The only other example of Mr. Globehead before WWI that I've been able to find is this at right by Frederick Opper (1857-1937). He's satirizing Joseph Pulitzer, then publisher of the New York World. Here the globe clearly is a reference to the name of Pulitzer's newspaper as well as to the planet; and while there is no body attached to it, there is a face.

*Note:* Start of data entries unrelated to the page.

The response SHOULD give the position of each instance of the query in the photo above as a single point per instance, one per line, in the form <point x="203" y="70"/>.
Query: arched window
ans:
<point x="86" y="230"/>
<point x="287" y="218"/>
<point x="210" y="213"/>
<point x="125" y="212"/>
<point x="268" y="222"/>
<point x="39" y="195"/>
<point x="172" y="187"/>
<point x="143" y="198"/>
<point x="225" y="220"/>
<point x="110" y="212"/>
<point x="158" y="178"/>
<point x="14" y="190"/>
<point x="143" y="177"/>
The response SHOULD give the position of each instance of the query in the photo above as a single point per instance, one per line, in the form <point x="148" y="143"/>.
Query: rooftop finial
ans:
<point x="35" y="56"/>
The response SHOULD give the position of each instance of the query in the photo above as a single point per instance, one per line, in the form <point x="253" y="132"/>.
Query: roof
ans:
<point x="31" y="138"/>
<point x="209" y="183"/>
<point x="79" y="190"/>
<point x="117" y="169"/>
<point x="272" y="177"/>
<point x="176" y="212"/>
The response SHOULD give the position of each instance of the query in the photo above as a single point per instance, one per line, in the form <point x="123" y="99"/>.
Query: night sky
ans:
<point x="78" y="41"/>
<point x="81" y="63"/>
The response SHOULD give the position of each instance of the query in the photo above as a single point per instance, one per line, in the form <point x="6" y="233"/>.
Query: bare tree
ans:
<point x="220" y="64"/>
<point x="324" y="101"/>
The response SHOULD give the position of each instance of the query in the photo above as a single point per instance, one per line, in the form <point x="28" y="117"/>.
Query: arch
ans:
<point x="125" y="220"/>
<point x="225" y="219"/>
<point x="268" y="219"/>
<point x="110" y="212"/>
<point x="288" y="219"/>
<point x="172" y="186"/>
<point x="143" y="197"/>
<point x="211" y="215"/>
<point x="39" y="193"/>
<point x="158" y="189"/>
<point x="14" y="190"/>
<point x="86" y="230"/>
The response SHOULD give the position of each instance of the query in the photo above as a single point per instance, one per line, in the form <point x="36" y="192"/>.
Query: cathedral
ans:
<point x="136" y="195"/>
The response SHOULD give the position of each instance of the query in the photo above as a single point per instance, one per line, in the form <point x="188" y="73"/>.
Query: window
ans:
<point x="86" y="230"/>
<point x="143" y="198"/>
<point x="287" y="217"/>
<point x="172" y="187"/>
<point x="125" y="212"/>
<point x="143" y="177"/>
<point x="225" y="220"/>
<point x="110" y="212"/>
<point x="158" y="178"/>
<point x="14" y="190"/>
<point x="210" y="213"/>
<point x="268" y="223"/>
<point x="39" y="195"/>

I don't have a date of publication for this cartoon; one on-line source guesses that this cartoon might date from around 1900. Pulitzer had served in the U.S. Congress for 13 months, resigning his seat in April 1886 citing pressures of his publishing duties. This might possibly have inspired Opper's cartoon, except that he didn't start drawing for Hearst's New York Journal until 1899. In 1886, he was handling a wide array of artist's duties for the humor magazine Puck. Drawn & Quartered: The History of American Political Cartoons by Stephen Hess and Sandy Northrop says that this cartoon appeared in the New York Journal.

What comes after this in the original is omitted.